Tom Dalzell shows how psychoanalysis was influenced by the work of Meynert, which also suffered from Meynert’s later criticism of Freud, particularly in relation to his work on hypnosis and hysteria. The benefits gained by moving away from philosophical Romanticism in the direction of the rationalism of the Enlightenment are still being debated to-day. One is struck by Freud’s unwavering character to undergo professional isolation in pursuit of his ethic.

Malachi McCoy deals with the formation of the analyst and the working of the cartel. He refers to the Founding Act and the discussion that took place on the Inter-cartel Study Day of the Ecole Freudienne de Paris on 12/13 April 1975, which explored the working of the cartels at that time. McCoy’s reading of this text and his linkages to Freud and Lacan are vigorous and raise essential questions.
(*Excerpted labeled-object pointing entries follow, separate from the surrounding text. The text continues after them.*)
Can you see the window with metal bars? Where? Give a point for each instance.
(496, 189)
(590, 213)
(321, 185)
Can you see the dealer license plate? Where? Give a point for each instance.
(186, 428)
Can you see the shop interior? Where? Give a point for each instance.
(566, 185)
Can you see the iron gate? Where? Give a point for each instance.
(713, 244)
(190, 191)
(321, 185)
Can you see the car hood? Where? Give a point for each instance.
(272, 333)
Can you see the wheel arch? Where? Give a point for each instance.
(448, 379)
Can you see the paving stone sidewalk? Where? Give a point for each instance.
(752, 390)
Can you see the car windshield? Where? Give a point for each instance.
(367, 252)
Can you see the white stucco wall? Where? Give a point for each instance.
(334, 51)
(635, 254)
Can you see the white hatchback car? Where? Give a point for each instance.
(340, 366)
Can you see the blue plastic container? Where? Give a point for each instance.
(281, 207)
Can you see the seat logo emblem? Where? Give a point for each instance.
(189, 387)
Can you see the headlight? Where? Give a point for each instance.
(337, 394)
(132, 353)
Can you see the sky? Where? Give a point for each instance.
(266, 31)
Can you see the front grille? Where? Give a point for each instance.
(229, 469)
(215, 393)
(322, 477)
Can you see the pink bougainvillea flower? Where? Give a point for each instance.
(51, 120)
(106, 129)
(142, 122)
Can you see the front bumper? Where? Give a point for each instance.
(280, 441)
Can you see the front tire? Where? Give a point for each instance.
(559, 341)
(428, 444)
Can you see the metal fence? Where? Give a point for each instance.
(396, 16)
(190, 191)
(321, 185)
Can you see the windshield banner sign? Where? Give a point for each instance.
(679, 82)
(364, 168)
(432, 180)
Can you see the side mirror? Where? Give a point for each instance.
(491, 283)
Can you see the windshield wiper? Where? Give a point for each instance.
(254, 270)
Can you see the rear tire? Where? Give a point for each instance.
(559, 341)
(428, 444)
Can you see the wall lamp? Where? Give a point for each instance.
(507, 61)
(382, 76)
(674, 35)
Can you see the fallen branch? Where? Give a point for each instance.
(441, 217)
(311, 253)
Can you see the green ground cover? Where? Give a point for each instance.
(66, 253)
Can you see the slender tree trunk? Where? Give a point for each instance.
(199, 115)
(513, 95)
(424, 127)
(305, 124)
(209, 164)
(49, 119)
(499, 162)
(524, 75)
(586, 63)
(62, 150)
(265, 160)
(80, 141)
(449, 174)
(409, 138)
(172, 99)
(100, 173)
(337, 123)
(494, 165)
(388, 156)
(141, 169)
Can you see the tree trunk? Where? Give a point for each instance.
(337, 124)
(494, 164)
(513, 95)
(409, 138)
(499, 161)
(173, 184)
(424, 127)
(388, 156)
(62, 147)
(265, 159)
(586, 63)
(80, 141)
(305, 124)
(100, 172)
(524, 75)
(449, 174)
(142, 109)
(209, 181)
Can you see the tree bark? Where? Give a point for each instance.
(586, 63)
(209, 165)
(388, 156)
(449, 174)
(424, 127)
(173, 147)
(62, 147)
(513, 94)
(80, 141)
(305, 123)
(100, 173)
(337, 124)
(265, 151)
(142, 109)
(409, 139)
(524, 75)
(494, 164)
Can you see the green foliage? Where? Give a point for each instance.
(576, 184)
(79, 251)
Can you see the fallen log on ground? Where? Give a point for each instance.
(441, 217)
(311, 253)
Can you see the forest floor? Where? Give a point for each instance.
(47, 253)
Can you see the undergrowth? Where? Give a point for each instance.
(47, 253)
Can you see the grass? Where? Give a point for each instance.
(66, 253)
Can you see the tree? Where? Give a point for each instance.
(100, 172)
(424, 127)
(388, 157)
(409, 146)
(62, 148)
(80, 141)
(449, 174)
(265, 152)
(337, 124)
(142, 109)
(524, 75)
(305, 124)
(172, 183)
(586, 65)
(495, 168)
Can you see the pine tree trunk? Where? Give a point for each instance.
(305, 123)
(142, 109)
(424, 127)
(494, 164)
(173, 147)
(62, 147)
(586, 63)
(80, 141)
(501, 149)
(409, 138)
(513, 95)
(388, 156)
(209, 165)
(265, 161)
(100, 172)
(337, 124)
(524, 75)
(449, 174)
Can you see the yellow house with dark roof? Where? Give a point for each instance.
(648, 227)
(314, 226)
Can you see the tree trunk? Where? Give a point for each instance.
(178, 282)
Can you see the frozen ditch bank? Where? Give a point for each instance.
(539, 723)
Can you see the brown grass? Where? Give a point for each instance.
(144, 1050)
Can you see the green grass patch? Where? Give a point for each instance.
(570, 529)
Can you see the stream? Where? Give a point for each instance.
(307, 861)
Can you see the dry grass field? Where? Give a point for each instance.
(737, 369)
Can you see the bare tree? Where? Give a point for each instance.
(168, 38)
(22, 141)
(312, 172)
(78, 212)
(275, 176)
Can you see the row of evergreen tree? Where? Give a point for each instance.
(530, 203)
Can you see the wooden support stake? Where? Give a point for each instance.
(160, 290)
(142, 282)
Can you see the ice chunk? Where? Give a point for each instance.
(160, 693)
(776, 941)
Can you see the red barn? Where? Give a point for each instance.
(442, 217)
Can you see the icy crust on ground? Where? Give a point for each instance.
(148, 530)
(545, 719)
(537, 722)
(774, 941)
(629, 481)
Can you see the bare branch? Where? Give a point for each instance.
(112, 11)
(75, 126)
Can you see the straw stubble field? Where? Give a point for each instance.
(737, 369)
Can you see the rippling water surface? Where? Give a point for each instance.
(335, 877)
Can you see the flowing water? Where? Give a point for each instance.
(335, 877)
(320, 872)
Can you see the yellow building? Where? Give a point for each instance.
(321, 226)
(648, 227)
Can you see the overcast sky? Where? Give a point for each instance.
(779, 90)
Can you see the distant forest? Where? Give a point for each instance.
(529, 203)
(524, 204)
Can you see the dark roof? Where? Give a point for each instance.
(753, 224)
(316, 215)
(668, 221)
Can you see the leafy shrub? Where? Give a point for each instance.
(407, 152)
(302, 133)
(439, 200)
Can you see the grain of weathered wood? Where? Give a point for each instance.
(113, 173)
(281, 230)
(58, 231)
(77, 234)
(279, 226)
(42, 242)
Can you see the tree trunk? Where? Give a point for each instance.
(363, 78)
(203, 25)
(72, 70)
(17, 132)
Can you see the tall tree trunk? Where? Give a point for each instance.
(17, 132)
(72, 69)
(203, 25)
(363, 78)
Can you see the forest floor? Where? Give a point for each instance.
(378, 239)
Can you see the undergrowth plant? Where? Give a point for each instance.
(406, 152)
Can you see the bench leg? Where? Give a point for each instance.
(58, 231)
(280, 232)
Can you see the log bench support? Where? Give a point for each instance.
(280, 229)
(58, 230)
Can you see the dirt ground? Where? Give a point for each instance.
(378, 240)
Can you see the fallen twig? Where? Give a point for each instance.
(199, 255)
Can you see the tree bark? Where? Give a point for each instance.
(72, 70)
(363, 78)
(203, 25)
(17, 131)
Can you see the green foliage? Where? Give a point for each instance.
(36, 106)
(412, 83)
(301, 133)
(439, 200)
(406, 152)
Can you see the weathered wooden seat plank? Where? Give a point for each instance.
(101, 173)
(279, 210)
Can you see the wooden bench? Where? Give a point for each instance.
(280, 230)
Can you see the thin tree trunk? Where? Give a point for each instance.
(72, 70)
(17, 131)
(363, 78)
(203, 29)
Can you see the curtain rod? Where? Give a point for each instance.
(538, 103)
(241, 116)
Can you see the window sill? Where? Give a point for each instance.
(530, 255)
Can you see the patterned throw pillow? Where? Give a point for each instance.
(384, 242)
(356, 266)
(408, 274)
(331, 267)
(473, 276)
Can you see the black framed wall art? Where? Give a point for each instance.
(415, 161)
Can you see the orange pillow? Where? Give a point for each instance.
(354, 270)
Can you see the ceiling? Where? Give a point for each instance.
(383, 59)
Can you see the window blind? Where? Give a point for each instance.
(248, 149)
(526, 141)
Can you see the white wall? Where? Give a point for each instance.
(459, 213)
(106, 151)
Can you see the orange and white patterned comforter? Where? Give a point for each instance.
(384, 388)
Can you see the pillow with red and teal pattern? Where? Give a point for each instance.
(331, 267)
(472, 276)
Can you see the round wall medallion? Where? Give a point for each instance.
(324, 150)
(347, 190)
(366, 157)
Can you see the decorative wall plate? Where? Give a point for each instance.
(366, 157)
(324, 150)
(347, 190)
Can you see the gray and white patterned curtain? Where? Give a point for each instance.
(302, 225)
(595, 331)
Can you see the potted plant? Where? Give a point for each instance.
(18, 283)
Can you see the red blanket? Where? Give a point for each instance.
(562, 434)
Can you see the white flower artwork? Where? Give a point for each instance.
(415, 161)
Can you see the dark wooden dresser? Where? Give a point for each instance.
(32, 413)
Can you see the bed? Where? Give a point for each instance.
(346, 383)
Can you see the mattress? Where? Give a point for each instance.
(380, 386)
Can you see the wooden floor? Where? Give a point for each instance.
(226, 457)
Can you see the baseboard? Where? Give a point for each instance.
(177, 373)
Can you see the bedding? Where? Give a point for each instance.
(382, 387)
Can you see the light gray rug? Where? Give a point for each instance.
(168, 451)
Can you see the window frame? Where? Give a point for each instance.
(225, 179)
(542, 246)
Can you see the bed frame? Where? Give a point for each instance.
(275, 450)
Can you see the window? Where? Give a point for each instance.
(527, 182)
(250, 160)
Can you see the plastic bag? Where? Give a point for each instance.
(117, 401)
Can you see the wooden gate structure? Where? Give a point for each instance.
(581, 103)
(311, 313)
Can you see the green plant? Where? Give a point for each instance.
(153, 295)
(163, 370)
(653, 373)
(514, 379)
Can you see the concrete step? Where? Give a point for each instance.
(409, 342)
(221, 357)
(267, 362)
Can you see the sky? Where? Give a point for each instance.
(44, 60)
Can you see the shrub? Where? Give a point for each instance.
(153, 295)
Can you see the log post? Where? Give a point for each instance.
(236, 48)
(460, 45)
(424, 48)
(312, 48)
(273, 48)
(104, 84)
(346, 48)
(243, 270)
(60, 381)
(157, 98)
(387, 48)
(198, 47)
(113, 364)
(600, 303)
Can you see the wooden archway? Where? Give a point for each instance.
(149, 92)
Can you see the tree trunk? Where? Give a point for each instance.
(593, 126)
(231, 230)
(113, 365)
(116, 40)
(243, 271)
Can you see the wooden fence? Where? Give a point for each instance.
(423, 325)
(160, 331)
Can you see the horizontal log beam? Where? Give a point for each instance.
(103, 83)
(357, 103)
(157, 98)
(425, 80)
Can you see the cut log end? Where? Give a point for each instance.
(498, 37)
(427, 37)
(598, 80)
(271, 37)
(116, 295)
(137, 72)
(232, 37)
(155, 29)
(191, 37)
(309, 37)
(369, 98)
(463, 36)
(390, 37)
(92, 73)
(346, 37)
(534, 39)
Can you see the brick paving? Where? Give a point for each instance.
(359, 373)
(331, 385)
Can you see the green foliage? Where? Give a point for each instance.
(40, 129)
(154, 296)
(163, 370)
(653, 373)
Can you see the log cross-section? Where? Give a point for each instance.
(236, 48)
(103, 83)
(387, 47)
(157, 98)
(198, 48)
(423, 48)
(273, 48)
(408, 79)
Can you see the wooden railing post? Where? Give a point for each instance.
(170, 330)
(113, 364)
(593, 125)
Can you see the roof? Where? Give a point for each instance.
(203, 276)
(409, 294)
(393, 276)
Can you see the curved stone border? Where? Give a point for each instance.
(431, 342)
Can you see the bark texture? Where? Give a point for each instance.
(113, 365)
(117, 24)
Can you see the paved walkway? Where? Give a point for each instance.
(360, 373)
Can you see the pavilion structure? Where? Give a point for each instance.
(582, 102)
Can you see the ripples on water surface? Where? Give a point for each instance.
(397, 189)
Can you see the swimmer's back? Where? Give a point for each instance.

Oscar Zentner delves into one of the highly controversial topics of psychoanalysis – the death drive. He shows how both Freud and Jung forgot the fact that Sabina Spielrein had first raised the opposition of the drives of life and death at the Viennese Society of Psychoanalysis on 19 November 1911, despite the fact that Freud had condemned her work. Zentner suggests that this may have occurred for reasons other than difference of view on this matter. In addition to the act of forgetting, Zentner also suggests that because of Spielrein’s closeness to Jung and his approach to psychosis, Freud’s interest in psychosis waned with consequent adverse effects for psychoanalysis, hence underlining the implications of transference both within and outside of analysis.